Blue Origin made history Monday night with the launch into space and safe recovery of an unpiloted New Shepard Crew Capsule and its Propulsion Module. Flying from the company’s Van Horn launch site in West Texas, the Blue Origin capsule and propulsion module rocketed more than reached its planned test altitude of 329,839 feet (100.5 kilometers) before executing a historic landing back at the launch site.
“Now safely tucked away at our launch site in West Texas is the rarest of beasts —- a used rocket,” said Jeff Bezos, founder of Blue Origin. “Blue Origin’s reusable New Shepard space vehicle flew a flawless mission -— soaring to 329,839 feet and then returning through 119-mph high-altitude crosswinds to make a gentle, controlled landing just four and a half feet from the center of the pad. Full reuse is a game changer, and we can’t wait to fuel up and fly again.”
Named in honor of the first American in space, Alan Shepard, the New Shepard vertical takeoff and vertical landing vehicle will carry six astronauts to altitudes beyond 100 kilometers, the internationally-recognized boundary of space. Blue Origin astronauts will experience the thrill of launch atop a rocket, the freedom of weightlessness, and views through the largest windows to ever fly in space. Astronaut flights will begin following completion of a methodical flight test program.
“Blue Origin’s successful flight is a significant step in making space tourism a reality in Texas and the United States,” said House Space Subcommittee Chairman Brian Babin (R-Texas). “Congratulations to the entire team for their vision, ingenuity and tireless efforts in ensuring the United States is the home of commercial space.”
The New Shepard space vehicle is fully reusable and operated from Blue Origin’s West Texas launch site. The vehicle is comprised of two elements —- a crew capsule in which the astronauts ride and a rocket booster powered by a single American-made BE-3 liquid hydrogen, liquid oxygen engine. At liftoff, the BE-3 delivers 110,000 pounds of thrust. During ascent, astronauts experience 3x the force of gravity as the spacecraft accelerates through the atmosphere.

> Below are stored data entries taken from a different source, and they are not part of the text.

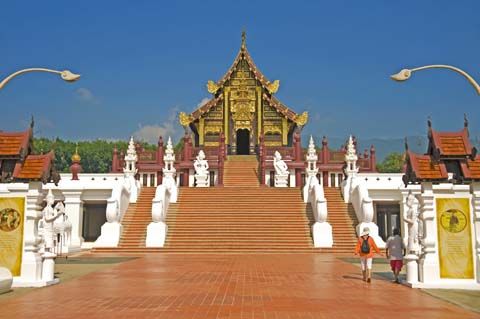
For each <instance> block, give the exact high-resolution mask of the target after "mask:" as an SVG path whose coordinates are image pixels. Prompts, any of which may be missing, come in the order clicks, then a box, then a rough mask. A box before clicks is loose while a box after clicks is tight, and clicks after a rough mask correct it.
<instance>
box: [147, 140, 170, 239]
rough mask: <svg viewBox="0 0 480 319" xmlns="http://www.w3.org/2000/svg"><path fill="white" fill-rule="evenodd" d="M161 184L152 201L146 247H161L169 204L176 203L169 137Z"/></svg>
mask: <svg viewBox="0 0 480 319" xmlns="http://www.w3.org/2000/svg"><path fill="white" fill-rule="evenodd" d="M163 160H164V162H165V167H164V168H163V184H161V185H158V186H157V189H156V191H155V197H154V198H153V200H152V222H151V223H150V224H149V225H148V227H147V238H146V241H145V246H146V247H163V246H164V245H165V238H166V237H167V231H168V226H167V224H166V223H165V221H166V218H167V212H168V207H169V205H170V203H176V202H177V197H178V186H177V183H176V182H175V174H176V170H175V167H174V165H173V164H174V162H175V154H174V152H173V146H172V141H171V139H170V137H169V138H168V142H167V149H166V151H165V156H164V158H163Z"/></svg>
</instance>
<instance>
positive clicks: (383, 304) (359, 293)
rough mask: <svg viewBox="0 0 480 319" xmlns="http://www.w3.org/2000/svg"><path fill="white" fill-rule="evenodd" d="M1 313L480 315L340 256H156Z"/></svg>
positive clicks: (116, 267) (294, 314)
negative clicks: (338, 256)
mask: <svg viewBox="0 0 480 319" xmlns="http://www.w3.org/2000/svg"><path fill="white" fill-rule="evenodd" d="M0 318H29V319H32V318H35V319H41V318H56V319H57V318H68V319H72V318H102V319H107V318H115V319H120V318H162V319H167V318H182V319H186V318H200V319H205V318H281V319H283V318H285V319H288V318H328V319H332V318H336V319H338V318H389V319H391V318H422V319H423V318H429V319H431V318H455V319H459V318H480V315H479V314H477V313H474V312H469V311H467V310H464V309H462V308H459V307H457V306H454V305H452V304H450V303H448V302H444V301H441V300H439V299H435V298H433V297H431V296H429V295H427V294H424V293H422V292H420V291H418V290H414V289H410V288H407V287H404V286H401V285H395V284H392V283H390V282H388V281H386V280H384V279H380V278H374V280H373V282H372V283H371V284H367V283H365V282H363V281H362V280H361V278H360V274H359V269H358V268H357V267H355V266H353V265H351V264H348V263H346V262H343V261H340V260H338V259H336V258H335V257H333V256H328V255H321V254H311V255H301V254H300V255H298V254H296V255H175V254H171V255H167V254H165V255H149V256H145V257H141V258H139V259H135V260H132V261H128V262H124V263H122V264H117V265H115V266H112V267H111V268H108V269H104V270H101V271H98V272H95V273H91V274H88V275H86V276H83V277H81V278H78V279H74V280H71V281H69V282H66V283H64V284H60V285H57V286H54V287H49V288H42V289H38V290H35V291H33V292H31V293H29V294H27V295H24V296H21V297H18V298H13V299H9V300H6V301H3V302H1V303H0Z"/></svg>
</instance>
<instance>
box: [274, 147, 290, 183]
mask: <svg viewBox="0 0 480 319" xmlns="http://www.w3.org/2000/svg"><path fill="white" fill-rule="evenodd" d="M273 167H274V168H275V187H287V186H288V166H287V163H285V161H284V160H282V155H280V153H279V152H278V151H275V155H274V158H273Z"/></svg>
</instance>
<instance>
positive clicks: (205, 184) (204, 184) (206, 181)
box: [195, 175, 209, 187]
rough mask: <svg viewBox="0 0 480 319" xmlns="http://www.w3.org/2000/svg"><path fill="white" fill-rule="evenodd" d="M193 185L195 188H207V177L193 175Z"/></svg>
mask: <svg viewBox="0 0 480 319" xmlns="http://www.w3.org/2000/svg"><path fill="white" fill-rule="evenodd" d="M195 183H196V185H197V187H208V186H209V185H208V184H209V183H208V175H195Z"/></svg>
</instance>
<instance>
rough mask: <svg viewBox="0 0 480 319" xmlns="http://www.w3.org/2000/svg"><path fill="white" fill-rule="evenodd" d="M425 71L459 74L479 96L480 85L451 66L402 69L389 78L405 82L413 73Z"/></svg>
mask: <svg viewBox="0 0 480 319" xmlns="http://www.w3.org/2000/svg"><path fill="white" fill-rule="evenodd" d="M425 69H449V70H452V71H455V72H457V73H460V74H461V75H463V76H464V77H465V78H466V79H467V80H468V82H470V84H471V85H472V86H473V87H474V88H475V90H476V91H477V93H478V94H479V95H480V85H479V84H478V83H477V82H476V81H475V80H474V79H473V78H472V77H471V76H470V75H469V74H468V73H467V72H465V71H463V70H461V69H459V68H456V67H454V66H451V65H444V64H434V65H426V66H422V67H419V68H415V69H403V70H402V71H400V72H398V73H397V74H394V75H391V76H390V77H391V78H392V80H395V81H406V80H408V79H409V78H410V77H411V76H412V73H413V72H415V71H420V70H425Z"/></svg>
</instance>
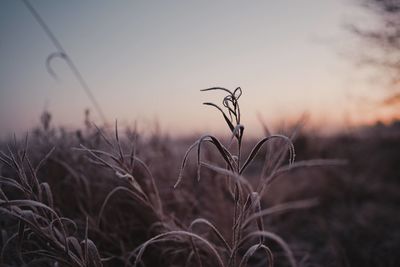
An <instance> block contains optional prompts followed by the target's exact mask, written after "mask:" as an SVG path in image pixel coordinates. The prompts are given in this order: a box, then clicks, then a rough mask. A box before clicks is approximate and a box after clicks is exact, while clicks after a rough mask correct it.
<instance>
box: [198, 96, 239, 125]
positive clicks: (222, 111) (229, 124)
mask: <svg viewBox="0 0 400 267" xmlns="http://www.w3.org/2000/svg"><path fill="white" fill-rule="evenodd" d="M203 105H207V106H213V107H215V108H217V109H218V110H219V111H221V113H222V116H224V120H225V122H226V124H228V126H229V129H231V131H232V132H233V131H234V129H235V126H233V124H232V122H231V121H230V119H229V118H228V116H227V115H226V114H225V112H224V111H223V110H222V109H221V108H220V107H219V106H217V105H215V104H214V103H210V102H204V103H203Z"/></svg>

Following powered flight, the crew capsule separates from the booster and coasts into space, providing several minutes of weightlessness. As the crew capsule descends, it reenters the atmosphere with astronauts experiencing about 5x the force of gravity before deploying three main parachutes for landing. Meanwhile, the booster descends under guided flight to the landing pad. Just prior to landing, the booster re-ignites its BE-3 engine which slows the vehicle to 4.4 mph for a gentle, powered vertical landing, enabling vehicle reuse.
The New Shepard test comes on the heels of passage of the SPACE Act, landmark bipartisan legislation that encourages private American space companies to continue investing in crucial research, development, and testing without the threat of new and overbearing government regulations. The bill is awaiting the president’s signature.